El camino difícil

Por: Francisco Colín Varela*

El camino fácil es el más rápido y menos peligroso. Pero, aunque el camino difícil sea el más peligroso y lento, es en el que más crecemos y aprendemos.

La mayoría de las empresas, instituciones académicas y gobiernos han decidido que la mejor manera de reducir la contaminación que se ha generado es la tecnología. Esto es porque es más fácil programar un dispositivo o calibrar un equipo, que hablar y persuadir a otro ser humano. Y más si los que toman las decisiones, se ven obstaculizados por una falta de formación interpersonal.

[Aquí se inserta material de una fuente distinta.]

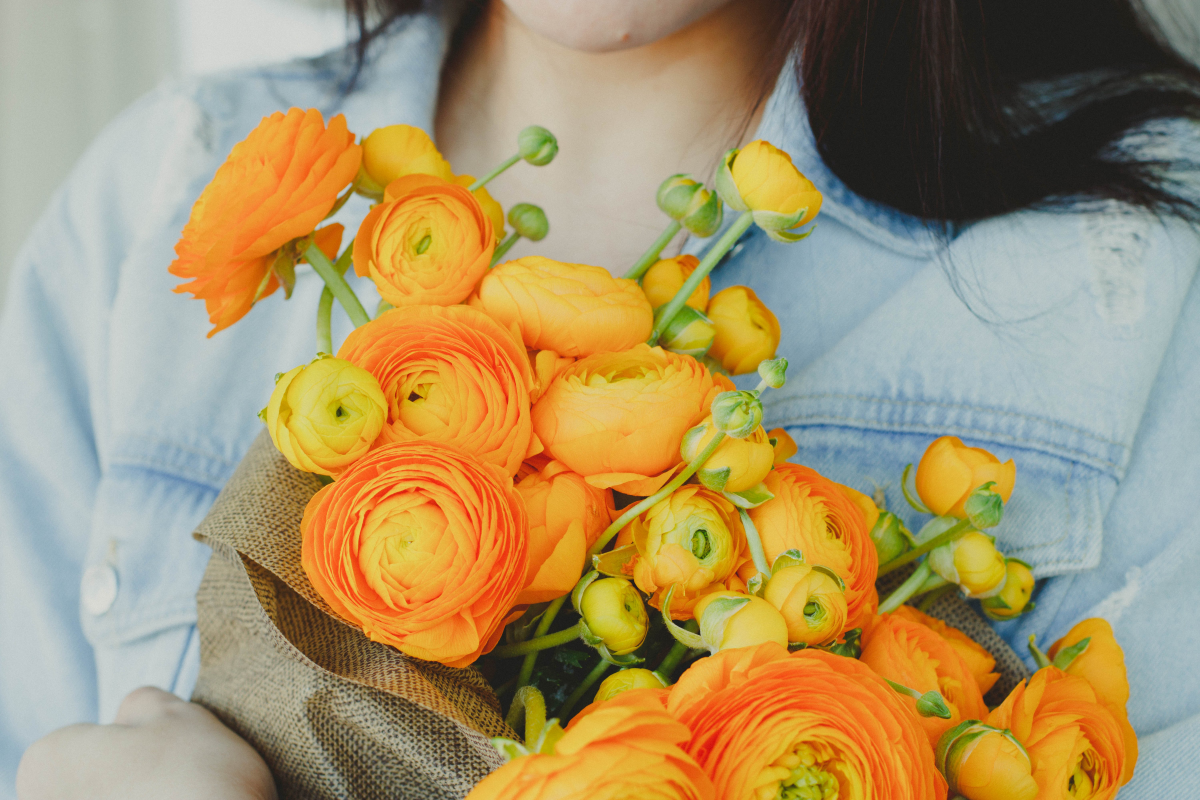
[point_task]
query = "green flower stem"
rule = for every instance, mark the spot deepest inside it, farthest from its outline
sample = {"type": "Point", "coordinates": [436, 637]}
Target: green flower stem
{"type": "Point", "coordinates": [504, 247]}
{"type": "Point", "coordinates": [538, 643]}
{"type": "Point", "coordinates": [947, 535]}
{"type": "Point", "coordinates": [582, 689]}
{"type": "Point", "coordinates": [547, 619]}
{"type": "Point", "coordinates": [504, 164]}
{"type": "Point", "coordinates": [337, 284]}
{"type": "Point", "coordinates": [639, 507]}
{"type": "Point", "coordinates": [711, 259]}
{"type": "Point", "coordinates": [906, 589]}
{"type": "Point", "coordinates": [755, 541]}
{"type": "Point", "coordinates": [528, 703]}
{"type": "Point", "coordinates": [651, 256]}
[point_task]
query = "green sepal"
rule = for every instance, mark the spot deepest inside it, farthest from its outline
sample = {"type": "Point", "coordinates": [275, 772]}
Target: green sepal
{"type": "Point", "coordinates": [1065, 657]}
{"type": "Point", "coordinates": [580, 588]}
{"type": "Point", "coordinates": [787, 558]}
{"type": "Point", "coordinates": [612, 563]}
{"type": "Point", "coordinates": [725, 186]}
{"type": "Point", "coordinates": [984, 507]}
{"type": "Point", "coordinates": [751, 498]}
{"type": "Point", "coordinates": [910, 492]}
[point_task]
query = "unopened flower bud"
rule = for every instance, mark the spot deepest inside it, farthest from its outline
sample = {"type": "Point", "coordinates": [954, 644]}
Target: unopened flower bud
{"type": "Point", "coordinates": [811, 600]}
{"type": "Point", "coordinates": [984, 763]}
{"type": "Point", "coordinates": [747, 331]}
{"type": "Point", "coordinates": [729, 619]}
{"type": "Point", "coordinates": [528, 221]}
{"type": "Point", "coordinates": [627, 680]}
{"type": "Point", "coordinates": [615, 613]}
{"type": "Point", "coordinates": [537, 145]}
{"type": "Point", "coordinates": [690, 332]}
{"type": "Point", "coordinates": [971, 561]}
{"type": "Point", "coordinates": [1014, 599]}
{"type": "Point", "coordinates": [736, 465]}
{"type": "Point", "coordinates": [737, 414]}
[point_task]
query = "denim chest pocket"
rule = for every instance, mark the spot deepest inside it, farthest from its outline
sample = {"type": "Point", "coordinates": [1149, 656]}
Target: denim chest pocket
{"type": "Point", "coordinates": [1055, 517]}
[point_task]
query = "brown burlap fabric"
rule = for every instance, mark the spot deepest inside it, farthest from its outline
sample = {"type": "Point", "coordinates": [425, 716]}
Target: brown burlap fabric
{"type": "Point", "coordinates": [334, 714]}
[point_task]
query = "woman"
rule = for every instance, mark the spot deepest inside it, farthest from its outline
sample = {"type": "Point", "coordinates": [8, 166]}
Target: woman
{"type": "Point", "coordinates": [989, 264]}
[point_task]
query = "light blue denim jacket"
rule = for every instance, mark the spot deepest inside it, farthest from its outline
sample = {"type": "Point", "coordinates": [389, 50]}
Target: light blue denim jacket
{"type": "Point", "coordinates": [1069, 342]}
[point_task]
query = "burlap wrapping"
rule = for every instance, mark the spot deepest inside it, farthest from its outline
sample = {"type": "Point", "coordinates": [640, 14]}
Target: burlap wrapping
{"type": "Point", "coordinates": [334, 714]}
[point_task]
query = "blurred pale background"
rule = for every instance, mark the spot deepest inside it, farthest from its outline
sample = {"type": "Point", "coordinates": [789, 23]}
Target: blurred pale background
{"type": "Point", "coordinates": [69, 66]}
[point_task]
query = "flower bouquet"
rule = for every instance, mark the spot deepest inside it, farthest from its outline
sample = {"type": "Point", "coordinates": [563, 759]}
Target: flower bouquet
{"type": "Point", "coordinates": [521, 535]}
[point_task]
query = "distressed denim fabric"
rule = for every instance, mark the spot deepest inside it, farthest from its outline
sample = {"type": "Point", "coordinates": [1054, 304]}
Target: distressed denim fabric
{"type": "Point", "coordinates": [1068, 341]}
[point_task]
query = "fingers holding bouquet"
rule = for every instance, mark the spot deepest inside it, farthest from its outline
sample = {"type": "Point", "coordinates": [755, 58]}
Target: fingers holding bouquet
{"type": "Point", "coordinates": [534, 456]}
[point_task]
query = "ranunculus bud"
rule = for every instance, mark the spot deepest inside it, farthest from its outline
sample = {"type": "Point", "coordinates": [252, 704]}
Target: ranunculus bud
{"type": "Point", "coordinates": [736, 465]}
{"type": "Point", "coordinates": [690, 332]}
{"type": "Point", "coordinates": [984, 763]}
{"type": "Point", "coordinates": [529, 221]}
{"type": "Point", "coordinates": [537, 145]}
{"type": "Point", "coordinates": [747, 331]}
{"type": "Point", "coordinates": [949, 473]}
{"type": "Point", "coordinates": [971, 561]}
{"type": "Point", "coordinates": [783, 444]}
{"type": "Point", "coordinates": [729, 619]}
{"type": "Point", "coordinates": [1014, 599]}
{"type": "Point", "coordinates": [627, 680]}
{"type": "Point", "coordinates": [761, 178]}
{"type": "Point", "coordinates": [737, 414]}
{"type": "Point", "coordinates": [665, 277]}
{"type": "Point", "coordinates": [397, 150]}
{"type": "Point", "coordinates": [811, 600]}
{"type": "Point", "coordinates": [325, 415]}
{"type": "Point", "coordinates": [613, 611]}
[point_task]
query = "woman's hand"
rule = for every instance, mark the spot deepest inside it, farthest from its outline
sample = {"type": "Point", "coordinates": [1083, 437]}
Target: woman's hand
{"type": "Point", "coordinates": [159, 746]}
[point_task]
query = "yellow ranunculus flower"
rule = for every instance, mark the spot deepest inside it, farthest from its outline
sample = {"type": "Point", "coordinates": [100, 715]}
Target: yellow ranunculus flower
{"type": "Point", "coordinates": [615, 612]}
{"type": "Point", "coordinates": [693, 537]}
{"type": "Point", "coordinates": [985, 763]}
{"type": "Point", "coordinates": [664, 280]}
{"type": "Point", "coordinates": [813, 603]}
{"type": "Point", "coordinates": [973, 563]}
{"type": "Point", "coordinates": [325, 415]}
{"type": "Point", "coordinates": [768, 181]}
{"type": "Point", "coordinates": [754, 623]}
{"type": "Point", "coordinates": [397, 150]}
{"type": "Point", "coordinates": [747, 331]}
{"type": "Point", "coordinates": [1014, 599]}
{"type": "Point", "coordinates": [949, 471]}
{"type": "Point", "coordinates": [627, 680]}
{"type": "Point", "coordinates": [748, 459]}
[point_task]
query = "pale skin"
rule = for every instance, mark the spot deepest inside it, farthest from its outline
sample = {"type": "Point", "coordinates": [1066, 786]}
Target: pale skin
{"type": "Point", "coordinates": [635, 91]}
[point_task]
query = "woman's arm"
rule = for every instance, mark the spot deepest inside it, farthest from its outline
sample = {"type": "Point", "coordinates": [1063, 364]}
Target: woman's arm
{"type": "Point", "coordinates": [159, 747]}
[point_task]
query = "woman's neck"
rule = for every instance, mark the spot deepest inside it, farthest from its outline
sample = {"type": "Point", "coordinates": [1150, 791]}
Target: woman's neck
{"type": "Point", "coordinates": [625, 120]}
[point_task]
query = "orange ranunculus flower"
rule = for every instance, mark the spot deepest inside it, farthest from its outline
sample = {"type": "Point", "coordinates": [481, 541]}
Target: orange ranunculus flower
{"type": "Point", "coordinates": [907, 653]}
{"type": "Point", "coordinates": [624, 747]}
{"type": "Point", "coordinates": [1073, 740]}
{"type": "Point", "coordinates": [666, 276]}
{"type": "Point", "coordinates": [567, 515]}
{"type": "Point", "coordinates": [421, 546]}
{"type": "Point", "coordinates": [949, 471]}
{"type": "Point", "coordinates": [813, 515]}
{"type": "Point", "coordinates": [747, 331]}
{"type": "Point", "coordinates": [574, 310]}
{"type": "Point", "coordinates": [427, 242]}
{"type": "Point", "coordinates": [981, 662]}
{"type": "Point", "coordinates": [1102, 665]}
{"type": "Point", "coordinates": [449, 374]}
{"type": "Point", "coordinates": [276, 186]}
{"type": "Point", "coordinates": [763, 721]}
{"type": "Point", "coordinates": [623, 414]}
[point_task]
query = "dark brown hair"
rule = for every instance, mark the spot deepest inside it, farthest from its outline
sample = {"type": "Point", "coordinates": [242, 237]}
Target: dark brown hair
{"type": "Point", "coordinates": [963, 109]}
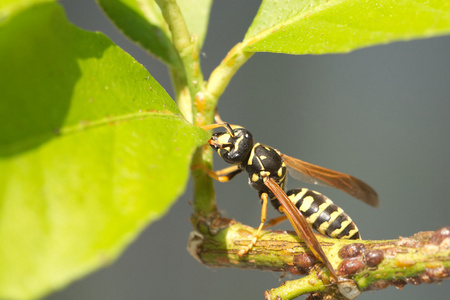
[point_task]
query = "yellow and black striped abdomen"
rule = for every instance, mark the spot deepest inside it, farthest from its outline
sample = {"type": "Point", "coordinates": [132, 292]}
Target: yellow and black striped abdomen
{"type": "Point", "coordinates": [323, 215]}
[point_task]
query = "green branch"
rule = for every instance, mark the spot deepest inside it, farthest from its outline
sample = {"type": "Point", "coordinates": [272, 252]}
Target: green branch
{"type": "Point", "coordinates": [372, 265]}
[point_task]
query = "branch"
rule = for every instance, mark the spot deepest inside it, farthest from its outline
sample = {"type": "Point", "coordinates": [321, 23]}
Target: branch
{"type": "Point", "coordinates": [372, 265]}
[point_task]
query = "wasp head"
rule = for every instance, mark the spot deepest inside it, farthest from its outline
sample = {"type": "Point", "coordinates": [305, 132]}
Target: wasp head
{"type": "Point", "coordinates": [234, 146]}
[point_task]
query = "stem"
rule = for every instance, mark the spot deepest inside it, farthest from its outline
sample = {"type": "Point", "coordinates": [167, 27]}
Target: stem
{"type": "Point", "coordinates": [201, 107]}
{"type": "Point", "coordinates": [372, 265]}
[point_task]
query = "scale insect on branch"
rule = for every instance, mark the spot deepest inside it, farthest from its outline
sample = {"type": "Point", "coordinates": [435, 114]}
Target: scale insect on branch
{"type": "Point", "coordinates": [267, 169]}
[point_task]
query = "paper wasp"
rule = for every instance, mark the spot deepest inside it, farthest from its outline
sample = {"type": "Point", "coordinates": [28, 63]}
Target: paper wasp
{"type": "Point", "coordinates": [267, 169]}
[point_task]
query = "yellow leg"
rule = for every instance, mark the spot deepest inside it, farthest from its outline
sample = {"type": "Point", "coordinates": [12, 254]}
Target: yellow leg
{"type": "Point", "coordinates": [220, 175]}
{"type": "Point", "coordinates": [255, 238]}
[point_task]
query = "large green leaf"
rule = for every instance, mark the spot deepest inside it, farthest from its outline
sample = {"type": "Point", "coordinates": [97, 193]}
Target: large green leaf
{"type": "Point", "coordinates": [330, 26]}
{"type": "Point", "coordinates": [143, 22]}
{"type": "Point", "coordinates": [91, 150]}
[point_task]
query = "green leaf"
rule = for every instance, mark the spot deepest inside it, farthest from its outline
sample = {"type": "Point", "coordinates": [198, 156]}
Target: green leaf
{"type": "Point", "coordinates": [92, 149]}
{"type": "Point", "coordinates": [143, 22]}
{"type": "Point", "coordinates": [331, 26]}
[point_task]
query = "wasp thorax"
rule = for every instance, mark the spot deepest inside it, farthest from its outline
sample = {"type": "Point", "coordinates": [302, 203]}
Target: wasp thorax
{"type": "Point", "coordinates": [233, 148]}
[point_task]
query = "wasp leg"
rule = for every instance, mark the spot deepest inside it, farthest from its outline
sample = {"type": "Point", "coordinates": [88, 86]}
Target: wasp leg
{"type": "Point", "coordinates": [301, 226]}
{"type": "Point", "coordinates": [275, 221]}
{"type": "Point", "coordinates": [223, 175]}
{"type": "Point", "coordinates": [244, 250]}
{"type": "Point", "coordinates": [217, 118]}
{"type": "Point", "coordinates": [217, 125]}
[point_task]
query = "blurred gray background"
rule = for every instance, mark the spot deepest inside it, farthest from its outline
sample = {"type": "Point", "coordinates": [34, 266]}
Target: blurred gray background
{"type": "Point", "coordinates": [380, 113]}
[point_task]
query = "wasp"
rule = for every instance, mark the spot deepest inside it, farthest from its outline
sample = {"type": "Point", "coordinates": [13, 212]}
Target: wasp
{"type": "Point", "coordinates": [305, 209]}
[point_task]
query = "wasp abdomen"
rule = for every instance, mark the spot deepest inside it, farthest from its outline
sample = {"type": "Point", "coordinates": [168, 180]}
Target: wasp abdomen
{"type": "Point", "coordinates": [323, 215]}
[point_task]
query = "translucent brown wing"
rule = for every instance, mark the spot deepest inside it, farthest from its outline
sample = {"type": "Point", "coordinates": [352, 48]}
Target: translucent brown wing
{"type": "Point", "coordinates": [299, 223]}
{"type": "Point", "coordinates": [310, 173]}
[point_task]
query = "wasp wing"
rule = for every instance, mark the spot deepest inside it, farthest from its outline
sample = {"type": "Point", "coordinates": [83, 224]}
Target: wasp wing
{"type": "Point", "coordinates": [310, 173]}
{"type": "Point", "coordinates": [298, 221]}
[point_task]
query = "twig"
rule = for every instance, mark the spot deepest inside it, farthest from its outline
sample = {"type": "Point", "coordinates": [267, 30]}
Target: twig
{"type": "Point", "coordinates": [373, 265]}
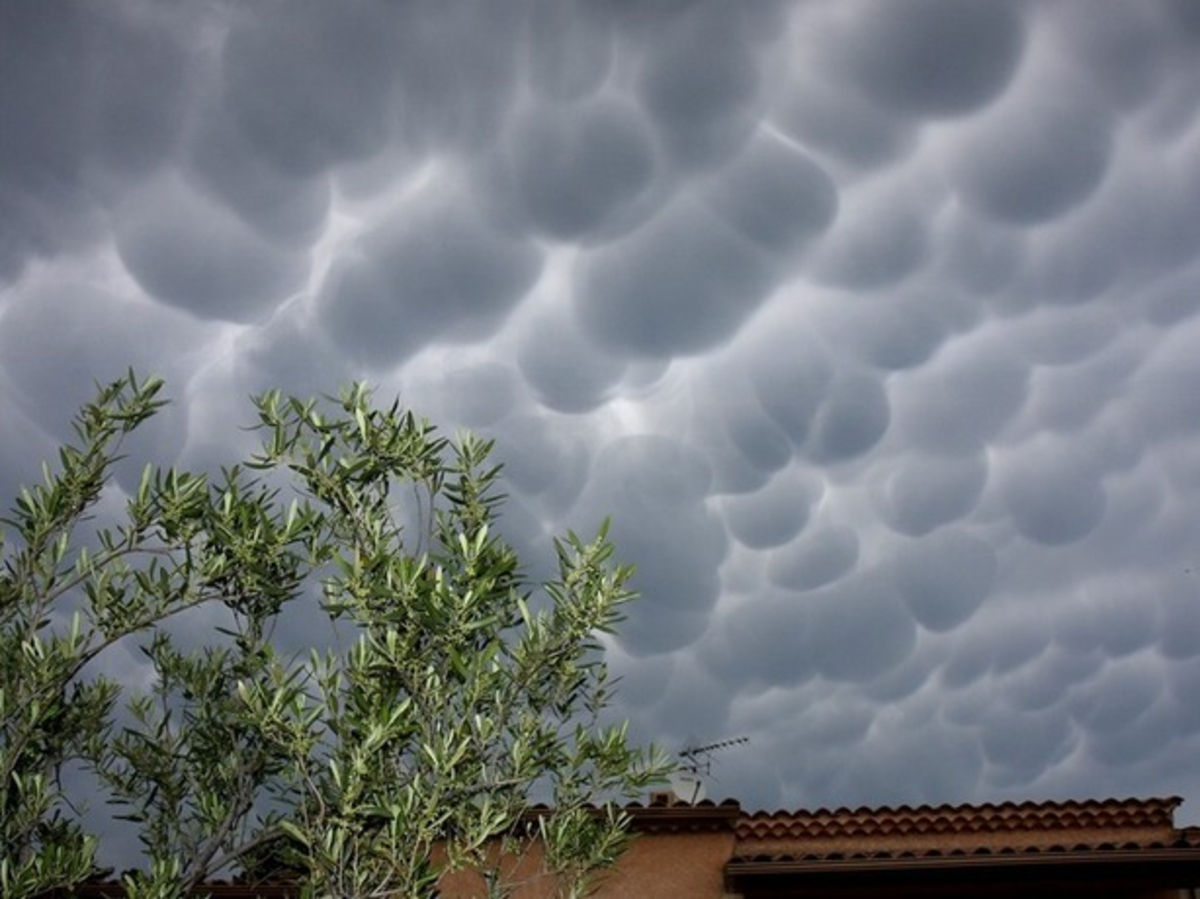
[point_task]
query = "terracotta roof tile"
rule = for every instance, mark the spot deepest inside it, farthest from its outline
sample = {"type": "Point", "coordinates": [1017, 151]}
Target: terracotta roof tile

Un artículo del blog de la SEMARNAT menciona que 3 de cada 10 mexicanos afirma que son responsables del cambio climático. Los otros siete, probablemente pueden pensar que la responsabilidad radica solamente en las empresas, instituciones académicas y gobiernos. Pero realmente existe una responsabilidad compartida, porque todos los seres humanos consumen bienes y servicios que tienen un impacto negativo y la mayoría de estas personas trabaja en oficinas que consumen electricidad, agua y generan residuos. Pero lo fundamental de esta “responsabilidad compartida” es que todos tienen también la capacidad de hacer algo valioso para disminuir esos impactos. ¿Por qué esas 7 personas no cambian sus hábitos?, o, aunque sea, ¿Participan de vez en cuando en algún evento que tenga las palabras “verde” o “ecológico” en su título?

Se consideran las siguientes razones:

1. No se tiene tiempo. Las tareas cotidianas que se tienen (sobre todo en una ciudad) no permiten participar en el mejoramiento de la misma.

2. No se conoce lo suficiente. El concepto de cambio climático es complicado de comprender; no se puede ver el clima, o tocarlo, así que no se puede ver el cable conductor que une a un huracán con el hecho de tener el refrigerador abierto; o no se puede ver la cuerda que ata a las olas de calor con el hecho de comprar las frutas más exóticas del otro lado del planeta.

3. No se asocia con lo que les interesa. No lo asocian con las ideas que se han enseñado desde niños a perseguir, como tener una familia feliz, y una bella casa en medio de la ciudad.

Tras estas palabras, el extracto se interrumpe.